Leonora MacKinnon

Personal information
- Nationality: Canadian
- Born: 30 May 1994 (age 32) Basingstoke, England
- Education: Cheam School
- Height: 180 cm (5 ft 11 in)
- Weight: 80 kg (180 lb)

Sport
- Country: Canada
- Sport: Fencing

Medal record
Pan American Games
| Silver medal – second place | 2023 Santiago | Team épée |
Pan American Fencing Championships
| Gold medal – first place | 2016 Panama City | Team épée |
| Gold medal – first place | 2024 Lima | Team épée |
| Silver medal – second place | 2017 Montreal | Team épée |
| Silver medal – second place | 2018 Havana | Team épée |
| Silver medal – second place | 2025 Rio de Janeiro | Team |
| Bronze medal – third place | 2015 Santiago | Individual épée |

= Leonora MacKinnon =

Canadian fencer

Leonora MacKinnon (born May 30, 1994) is a female épée fencer from The United Kingdom, now competing for Canada.
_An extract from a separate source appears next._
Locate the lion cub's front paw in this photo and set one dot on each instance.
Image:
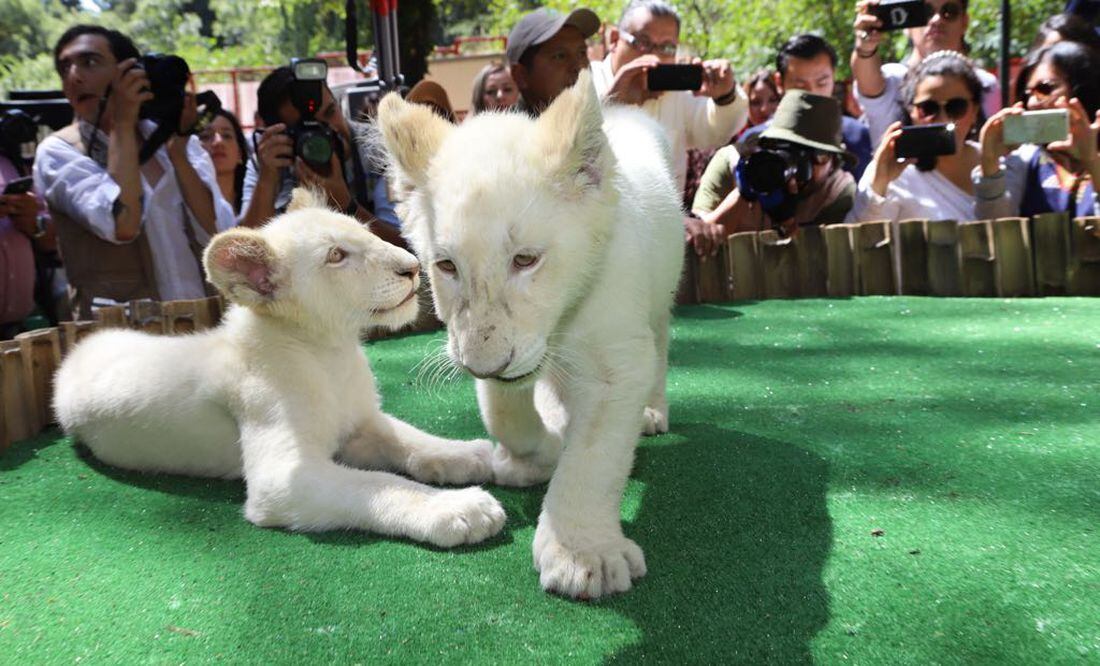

MacKinnon won the bronze medal at the 2015 Pan American Championships in Santiago, and later competed at the 2015 Pan American Games, in Toronto, Ontario. MacKinnon originally competed for her native United Kingdom, but later made the switch to competing for Canada, as her mother was born in Toronto, which makes her a Canadian citizen as well.

MacKinnon qualified to represent her country at the 2016 Summer Olympics, by being ranked in the top two in the Americas.